Knowlton chronicles more than business. He vividly describes the terrible back-to-back winters in the mid-1880s—aka the Big Die-Up—that wiped out many ranches and changed the industry. He then moves on to the violence in Wyoming of the late 1880s and early ’90s. Not every historian is likely to buy into his interpretation of the source of rustling during that time, but there’s no denying his original thinking makes for an intriguing idea. As is his assessment of the Johnson County War, which, he writes, “illustrates how easily, even in a democracy, those in power can doctor the truth.” In short, Cattle Kingdom offers a fresh take on an old subject. —Johnny D. Boggs



I have read extensively about the history of the American West. It’s a book like Cattle Kingdom that excites me about the fact that the myths that oftentimes inhabit our historical understanding  – can and will be displaced – and rewritten – when exquisitely talented authors like Christopher Knowlton take the reins.

The depth and breadth of the research that this work contains supports the authors thesis – confirming that history is subject to unearthing new and yet unrevealed discoveries – that can provide the sinew for a new understanding. Knowlton unequivocally demonstrates this unique  journalistic talent. Knowlton’s prose and storytelling ability are hypnotic and mesmerizing.

This is distinctly not a story that requires a preference for tales about the American West. The manner in which Knowlton weaves his story – and brings life to the characters and context – will draw readers who simply desire a really, really good book.

I must admit I had some reluctance deciding whether or not to purchase this volume. I overcame that and am really glad I did.

Many aspects of this book will bring tears to your eyes, ripping your heart apart. You’ll get angry and disgusted. The drama that Knowlton brings to life is addictive…it’s a page turning pleasure.

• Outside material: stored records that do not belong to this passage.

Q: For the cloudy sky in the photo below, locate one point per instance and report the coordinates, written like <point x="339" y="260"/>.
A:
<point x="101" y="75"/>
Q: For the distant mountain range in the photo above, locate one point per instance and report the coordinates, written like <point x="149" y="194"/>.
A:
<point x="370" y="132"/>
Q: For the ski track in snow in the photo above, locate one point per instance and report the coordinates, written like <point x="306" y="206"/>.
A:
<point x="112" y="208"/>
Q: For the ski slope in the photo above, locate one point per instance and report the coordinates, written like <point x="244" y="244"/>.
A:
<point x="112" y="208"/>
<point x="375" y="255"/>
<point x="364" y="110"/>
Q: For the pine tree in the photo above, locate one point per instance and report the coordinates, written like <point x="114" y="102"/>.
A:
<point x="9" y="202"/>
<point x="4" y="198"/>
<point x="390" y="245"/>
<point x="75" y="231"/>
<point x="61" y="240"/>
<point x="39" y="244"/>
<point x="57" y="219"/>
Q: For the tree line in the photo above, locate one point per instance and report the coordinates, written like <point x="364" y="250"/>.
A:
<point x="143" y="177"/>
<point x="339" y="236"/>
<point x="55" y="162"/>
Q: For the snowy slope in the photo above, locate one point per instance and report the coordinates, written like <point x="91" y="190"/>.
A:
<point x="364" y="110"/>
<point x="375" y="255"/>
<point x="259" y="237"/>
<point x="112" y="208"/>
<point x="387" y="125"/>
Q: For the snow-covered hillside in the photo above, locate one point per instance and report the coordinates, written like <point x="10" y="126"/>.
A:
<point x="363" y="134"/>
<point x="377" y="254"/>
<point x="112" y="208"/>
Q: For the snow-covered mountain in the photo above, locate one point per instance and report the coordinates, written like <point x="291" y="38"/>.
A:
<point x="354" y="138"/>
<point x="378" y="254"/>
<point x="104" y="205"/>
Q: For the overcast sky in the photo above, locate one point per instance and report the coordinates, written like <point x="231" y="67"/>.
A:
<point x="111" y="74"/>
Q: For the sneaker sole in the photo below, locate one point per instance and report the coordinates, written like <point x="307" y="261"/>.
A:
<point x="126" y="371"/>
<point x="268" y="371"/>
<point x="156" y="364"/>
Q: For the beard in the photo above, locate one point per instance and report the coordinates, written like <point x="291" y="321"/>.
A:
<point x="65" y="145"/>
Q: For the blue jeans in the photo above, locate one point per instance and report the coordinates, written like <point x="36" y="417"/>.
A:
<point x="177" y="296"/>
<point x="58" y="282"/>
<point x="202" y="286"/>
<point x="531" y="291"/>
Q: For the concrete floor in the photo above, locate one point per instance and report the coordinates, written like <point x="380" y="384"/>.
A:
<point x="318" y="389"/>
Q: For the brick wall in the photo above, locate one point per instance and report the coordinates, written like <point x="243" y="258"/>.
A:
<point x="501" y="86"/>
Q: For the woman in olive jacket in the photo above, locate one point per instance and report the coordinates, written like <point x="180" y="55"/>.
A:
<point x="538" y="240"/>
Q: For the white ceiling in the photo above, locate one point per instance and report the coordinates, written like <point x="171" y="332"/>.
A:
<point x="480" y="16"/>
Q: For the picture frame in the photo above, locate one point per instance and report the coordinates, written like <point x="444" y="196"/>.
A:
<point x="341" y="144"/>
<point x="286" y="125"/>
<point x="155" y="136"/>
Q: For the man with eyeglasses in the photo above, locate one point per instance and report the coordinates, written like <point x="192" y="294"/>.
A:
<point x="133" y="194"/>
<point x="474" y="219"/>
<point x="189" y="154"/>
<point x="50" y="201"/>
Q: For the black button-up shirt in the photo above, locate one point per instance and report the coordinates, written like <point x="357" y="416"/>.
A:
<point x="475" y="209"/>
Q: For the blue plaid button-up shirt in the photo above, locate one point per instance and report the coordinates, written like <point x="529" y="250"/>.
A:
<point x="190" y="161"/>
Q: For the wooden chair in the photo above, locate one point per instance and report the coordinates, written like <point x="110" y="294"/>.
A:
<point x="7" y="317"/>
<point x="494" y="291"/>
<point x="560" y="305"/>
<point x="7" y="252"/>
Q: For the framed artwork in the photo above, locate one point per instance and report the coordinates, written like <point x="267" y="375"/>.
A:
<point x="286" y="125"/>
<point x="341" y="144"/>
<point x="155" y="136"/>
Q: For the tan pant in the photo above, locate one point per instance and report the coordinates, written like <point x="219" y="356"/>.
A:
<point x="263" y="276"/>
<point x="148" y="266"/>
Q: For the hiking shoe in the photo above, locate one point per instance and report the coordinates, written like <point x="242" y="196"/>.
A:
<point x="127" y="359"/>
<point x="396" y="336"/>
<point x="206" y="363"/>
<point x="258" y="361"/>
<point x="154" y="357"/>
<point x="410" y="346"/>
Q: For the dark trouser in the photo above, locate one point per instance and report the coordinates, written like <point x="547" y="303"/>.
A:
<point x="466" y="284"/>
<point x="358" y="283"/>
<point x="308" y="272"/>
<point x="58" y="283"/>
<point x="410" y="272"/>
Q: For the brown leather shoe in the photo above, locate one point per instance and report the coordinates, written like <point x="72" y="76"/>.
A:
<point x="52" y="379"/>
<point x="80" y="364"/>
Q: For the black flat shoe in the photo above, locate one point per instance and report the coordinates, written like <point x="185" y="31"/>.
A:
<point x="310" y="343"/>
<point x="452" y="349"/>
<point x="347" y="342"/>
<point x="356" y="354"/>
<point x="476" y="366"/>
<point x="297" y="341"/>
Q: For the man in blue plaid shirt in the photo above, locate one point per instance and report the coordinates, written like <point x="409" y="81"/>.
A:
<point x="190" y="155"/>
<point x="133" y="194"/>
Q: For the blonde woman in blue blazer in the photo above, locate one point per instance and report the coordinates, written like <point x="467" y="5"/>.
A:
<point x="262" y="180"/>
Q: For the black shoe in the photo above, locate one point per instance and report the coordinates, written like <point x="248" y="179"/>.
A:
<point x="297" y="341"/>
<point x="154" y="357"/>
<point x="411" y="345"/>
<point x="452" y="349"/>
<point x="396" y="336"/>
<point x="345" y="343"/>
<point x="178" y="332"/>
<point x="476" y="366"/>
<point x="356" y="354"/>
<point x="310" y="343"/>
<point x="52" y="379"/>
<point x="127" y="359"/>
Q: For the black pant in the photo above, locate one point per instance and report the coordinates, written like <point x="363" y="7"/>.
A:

The decimation of the Bison herds had me smelling the carnage that Knowlton described.

For those with an affinity for garnering a better understanding of the American cowboy, the influences in the development of the American West, the cattle industry, the origins of the nature of land ownership in the Western U.S. psyche, the influence of capital in the development of the American West, the beef industry, conservation, wildlife management – and – again – those who desire to be immersed in a truly fascinating true tale – well – this book is for you.

I honestly can’t imagine anyone selecting this book to devour and not coming away completely satisfied about their decision.

Frankly, I urge you to select Christopher Knowlton as your guide to the hidden history of the cowboy West. You’ll be delighted you did. Trust me…believe me…A PHENOMENAL BOOK!!!